Nicolas Bricas, Cirad, Chaire UNESCO Alimentations du monde
Damien Conaré, Montpellier SupAgro, Chaire UNESCO Alimentations du monde
Le XXe siècle a marqué une rupture dans la manière dont la ville pensait jusqu’ici son alimentation. Dans le modèle préindustriel des « villes organiques », l’espace urbain est totalement façonné par l’alimentation comme en témoignent des lieux tels que le marché ou l’abattoir situés en plein cœur des villes. Les politiques hygiénistes puis les impératifs de sécurité alimentaire dans un monde urbanisé poussent petit à petit l’alimentation et la production agricole en dehors des villes, participant à la distanciation progressive des villes vis-à-vis de leur alimentation. Cette distanciation est multiforme : à la fois géographique, économique, cognitive et politique.

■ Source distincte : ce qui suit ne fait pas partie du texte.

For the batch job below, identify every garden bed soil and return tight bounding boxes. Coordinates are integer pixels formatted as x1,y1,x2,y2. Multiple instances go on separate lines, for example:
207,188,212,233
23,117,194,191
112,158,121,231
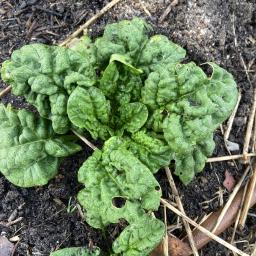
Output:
0,0,256,256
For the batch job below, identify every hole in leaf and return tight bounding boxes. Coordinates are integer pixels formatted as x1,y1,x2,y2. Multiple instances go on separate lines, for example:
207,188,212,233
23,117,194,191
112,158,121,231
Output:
112,196,126,208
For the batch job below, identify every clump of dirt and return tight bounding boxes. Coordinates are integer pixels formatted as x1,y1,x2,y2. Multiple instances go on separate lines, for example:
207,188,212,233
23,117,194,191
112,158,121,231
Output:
0,0,256,256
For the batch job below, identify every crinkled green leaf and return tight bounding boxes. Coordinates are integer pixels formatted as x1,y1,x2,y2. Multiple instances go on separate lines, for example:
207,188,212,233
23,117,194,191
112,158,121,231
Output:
0,105,81,187
99,62,143,106
1,44,95,134
119,102,148,133
95,18,150,66
113,216,165,256
138,35,186,73
67,87,110,139
50,247,100,256
142,63,237,184
109,54,143,75
78,137,165,255
69,35,97,66
78,137,161,228
127,131,172,173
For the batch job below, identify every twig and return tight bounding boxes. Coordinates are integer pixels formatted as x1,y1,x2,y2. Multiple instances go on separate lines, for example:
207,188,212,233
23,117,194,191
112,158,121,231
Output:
60,0,121,46
212,166,251,233
165,167,199,256
239,163,256,229
159,0,179,23
224,92,242,141
0,85,12,98
5,217,23,227
206,153,256,163
230,183,248,256
139,0,152,17
11,240,20,256
163,205,169,256
71,129,98,150
243,89,256,163
161,198,249,256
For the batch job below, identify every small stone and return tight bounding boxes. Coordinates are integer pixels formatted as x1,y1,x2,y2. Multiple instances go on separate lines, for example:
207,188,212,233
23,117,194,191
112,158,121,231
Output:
0,236,14,256
226,140,240,151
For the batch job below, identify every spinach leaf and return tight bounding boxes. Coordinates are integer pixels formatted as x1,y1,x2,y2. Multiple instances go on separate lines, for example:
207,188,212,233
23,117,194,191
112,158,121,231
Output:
1,44,96,134
0,104,81,187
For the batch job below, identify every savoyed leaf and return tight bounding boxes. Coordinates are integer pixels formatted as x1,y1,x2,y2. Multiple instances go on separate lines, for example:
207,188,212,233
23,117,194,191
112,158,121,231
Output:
109,54,143,75
1,44,95,134
78,137,161,228
138,35,186,73
95,18,150,66
119,102,148,133
50,247,100,256
78,137,165,255
113,216,165,256
142,63,237,184
127,131,172,173
67,87,110,139
0,104,81,187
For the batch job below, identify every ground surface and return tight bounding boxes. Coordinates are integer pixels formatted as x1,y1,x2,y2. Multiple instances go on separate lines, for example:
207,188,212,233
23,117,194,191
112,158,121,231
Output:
0,0,256,256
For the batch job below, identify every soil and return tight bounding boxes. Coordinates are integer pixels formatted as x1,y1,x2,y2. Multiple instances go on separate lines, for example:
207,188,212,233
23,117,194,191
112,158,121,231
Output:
0,0,256,256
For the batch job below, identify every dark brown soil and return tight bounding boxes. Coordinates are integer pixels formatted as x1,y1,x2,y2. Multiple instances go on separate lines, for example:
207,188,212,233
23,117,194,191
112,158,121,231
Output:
0,0,256,256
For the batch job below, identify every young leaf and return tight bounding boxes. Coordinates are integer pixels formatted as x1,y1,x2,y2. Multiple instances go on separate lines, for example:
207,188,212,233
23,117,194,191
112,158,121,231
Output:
127,131,172,173
113,216,165,256
1,44,95,134
95,18,151,66
119,102,148,133
142,63,237,184
78,137,161,228
0,104,81,187
67,87,110,139
138,35,186,73
50,247,100,256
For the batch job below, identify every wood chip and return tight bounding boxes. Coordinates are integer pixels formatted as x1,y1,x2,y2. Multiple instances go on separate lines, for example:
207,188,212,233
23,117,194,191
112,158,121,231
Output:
223,170,236,192
0,236,14,256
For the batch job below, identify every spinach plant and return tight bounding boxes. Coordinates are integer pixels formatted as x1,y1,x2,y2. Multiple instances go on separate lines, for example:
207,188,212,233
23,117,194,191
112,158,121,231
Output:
0,18,238,256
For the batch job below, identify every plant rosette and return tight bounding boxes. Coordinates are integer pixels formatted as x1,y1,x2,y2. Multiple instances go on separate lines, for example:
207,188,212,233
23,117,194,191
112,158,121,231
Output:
0,18,238,256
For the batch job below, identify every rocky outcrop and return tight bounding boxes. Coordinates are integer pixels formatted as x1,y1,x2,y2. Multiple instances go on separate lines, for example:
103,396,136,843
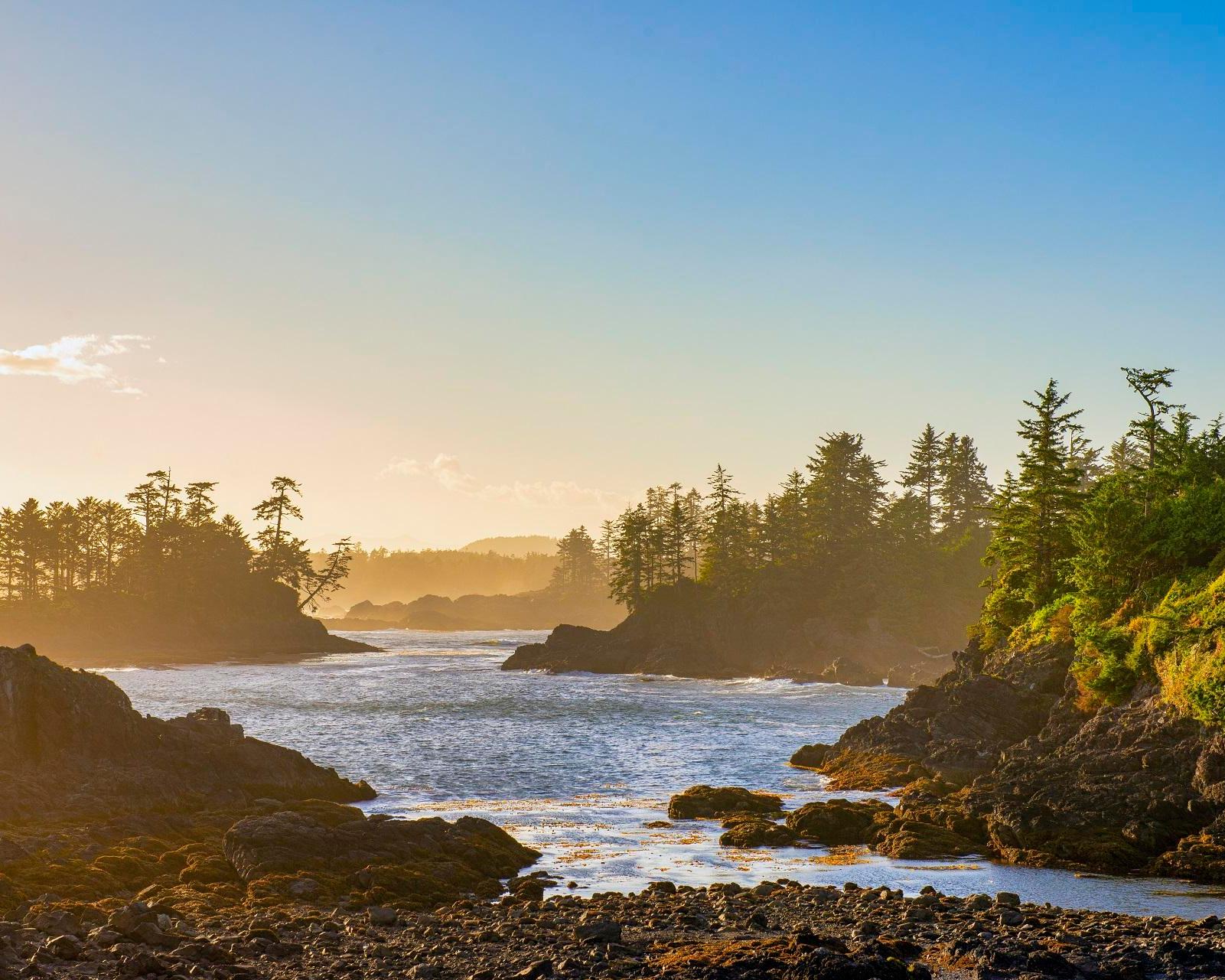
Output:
797,646,1225,881
0,646,375,821
502,579,950,687
224,800,540,909
327,589,625,631
719,815,795,848
668,785,783,819
787,799,893,845
0,582,377,668
0,646,539,921
793,646,1072,789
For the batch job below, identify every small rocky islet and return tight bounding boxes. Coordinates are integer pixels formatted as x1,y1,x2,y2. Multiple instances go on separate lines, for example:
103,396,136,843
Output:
0,646,1225,980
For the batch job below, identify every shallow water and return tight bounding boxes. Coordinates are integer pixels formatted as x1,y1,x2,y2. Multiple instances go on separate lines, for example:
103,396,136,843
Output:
109,630,1225,917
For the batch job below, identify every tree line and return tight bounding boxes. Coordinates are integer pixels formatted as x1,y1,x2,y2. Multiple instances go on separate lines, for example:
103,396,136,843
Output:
559,425,992,642
975,367,1225,721
0,470,351,609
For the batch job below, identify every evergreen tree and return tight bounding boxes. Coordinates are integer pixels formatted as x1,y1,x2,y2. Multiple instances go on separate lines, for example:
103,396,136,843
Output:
803,432,885,556
987,379,1083,625
899,422,947,538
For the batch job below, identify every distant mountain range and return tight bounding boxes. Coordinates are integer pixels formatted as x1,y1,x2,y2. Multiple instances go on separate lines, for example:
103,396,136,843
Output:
459,534,557,558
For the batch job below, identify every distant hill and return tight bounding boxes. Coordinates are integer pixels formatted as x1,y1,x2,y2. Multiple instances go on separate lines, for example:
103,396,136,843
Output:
459,534,557,558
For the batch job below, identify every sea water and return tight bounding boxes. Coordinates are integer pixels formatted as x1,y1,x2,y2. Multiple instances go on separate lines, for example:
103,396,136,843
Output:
109,630,1225,917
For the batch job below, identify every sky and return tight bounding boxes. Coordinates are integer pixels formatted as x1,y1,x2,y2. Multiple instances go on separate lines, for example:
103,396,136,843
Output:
0,0,1225,546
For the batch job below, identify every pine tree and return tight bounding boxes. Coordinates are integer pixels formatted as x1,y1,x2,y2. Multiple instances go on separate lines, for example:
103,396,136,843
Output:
899,422,947,538
803,432,886,556
936,432,991,539
987,379,1083,617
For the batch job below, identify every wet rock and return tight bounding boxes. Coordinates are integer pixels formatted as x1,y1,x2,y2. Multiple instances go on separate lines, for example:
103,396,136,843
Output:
0,646,373,832
367,905,399,926
223,800,540,909
787,799,893,845
668,785,783,819
719,817,795,848
789,745,833,770
872,819,982,858
575,919,621,945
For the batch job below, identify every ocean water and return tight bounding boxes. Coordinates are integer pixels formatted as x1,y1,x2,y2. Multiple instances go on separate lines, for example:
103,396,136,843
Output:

Certaines villes, telles que Toronto ou Belo Horizonte, ont été pionnières de la réappropriation progressive des politiques alimentaires par les acteurs urbains. Le renouveau des politiques alimentaires urbaines dépasse largement le cadre de l’agriculture urbaine et celui de la production alimentaire. Cependant, l’agriculture urbaine a un rôle à jouer dans ce nouveau contexte. Il s’agit moins de nourrir les villes - son potentiel en termes de production reste limité - que de réintroduire la nature et l’agriculture au cœur des villes, tout en recréant du lien social. Une dimension symbolique à ne pas négliger.